Change8

v0.9.1rc1

Breaking Changes
📦 vllm
3 breaking7 features🐛 8 fixes3 deprecations🔧 9 symbols

Summary

This release introduces quantization and multi-LoRA support for Neuron/TPU, migrates configurations to Pydantic dataclasses, and enforces stricter keyword-only arguments for LLM initialization. It also includes significant bug fixes for MLA attention accuracy and V1 backend stability.

⚠️ Breaking Changes

  • Disallowed positional arguments other than 'model' when initializing the LLM class.

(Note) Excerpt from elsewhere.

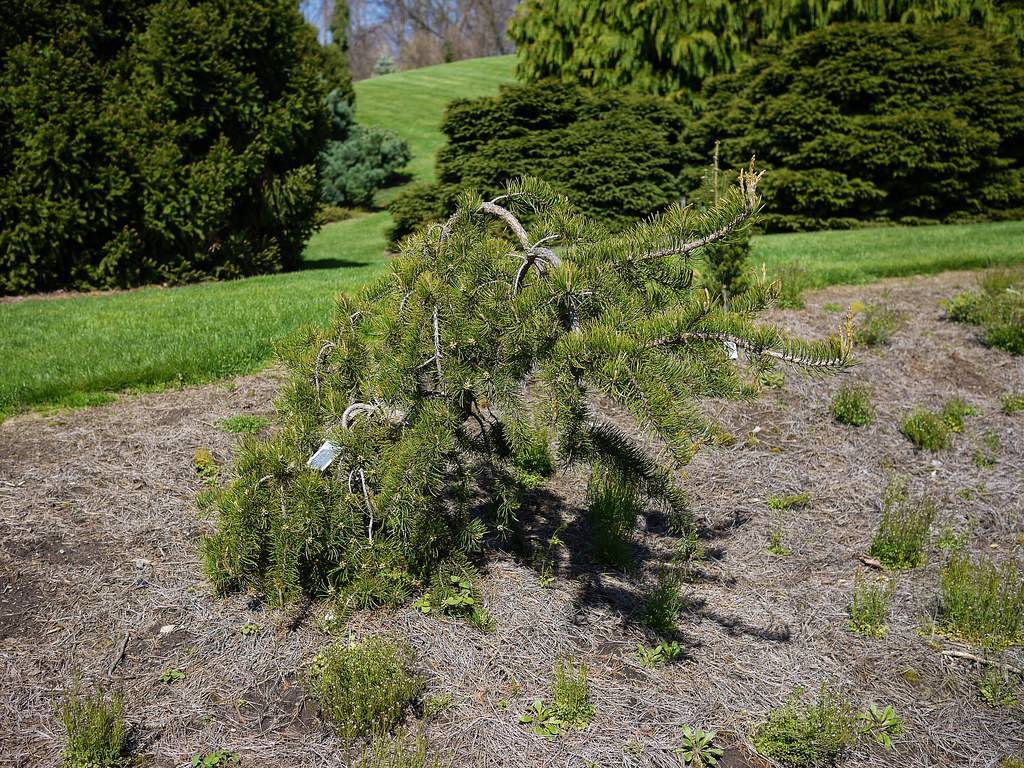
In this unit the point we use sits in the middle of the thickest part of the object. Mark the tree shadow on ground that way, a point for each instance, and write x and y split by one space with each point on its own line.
547 517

Users must now use keyword arguments for all other parameters.
  • Required overriding 'get_dummy_text' and 'get_dummy_mm_data' in model implementations, which may break custom model integrations that relied on base class defaults.
  • Removed metrics that were deprecated in version 0.8, which may break monitoring dashboards or integrations relying on those specific keys.

Migration Steps

  1. Update LLM class initialization to use keyword arguments for all parameters except the model path.
  2. If using custom models, implement 'get_dummy_text' and 'get_dummy_mm_data' methods.
  3. Update monitoring systems to remove references to metrics deprecated in v0.8.
  4. Upgrade Pydantic if running on Python 3.10 to avoid compatibility errors.

✨ New Features

  • Added quantization support for Neuron devices.
  • Added multi-LoRA support for Neuron and V1 TPU backend.
  • Added LoRA support for Beam Search and InternVL models.
  • Introduced 'run batch' command to the CLI.
  • Enabled CUDA graphs for DP + All2All kernels and added ability to use CUDAGraphs with use_inductor=False.
  • Support for datasets in 'vllm bench serve'.
  • Converted configurations to Pydantic dataclasses with mypy checks enabled.

🐛 Bug Fixes

  • Fixed FA2 MLA accuracy issues.
  • Correctly propagate error messages from chat_templating step to the client.
  • Fixed nomic max_model_len and ROCm power-of-2 exceptions in triton_unified_attention.
  • Fixed eagle bug and lm_head for multimodal models in V1.
  • Ensured tensors are contiguous during serialization to prevent corruption.
  • Fixed Pydantic errors on Python 3.10.
  • Fixed TPU CI exit codes and MoE custom kernel imports.
  • Disabled prefix caching by default for benchmarks to ensure accurate results.

🔧 Affected Symbols

LLMget_dummy_textget_dummy_mm_dataasync_timeoutPiecewiseCompileInterpreterAutoWeightsLoadervllm.bench.servetriton_unified_attentionpydantic.dataclasses

⚡ Deprecations

  • Removed unused sync methods in 'async_timeout'.
  • Removed fallbacks for the Embeddings API.
  • Deprecated positional arguments for LLM initialization (except for the model name/path).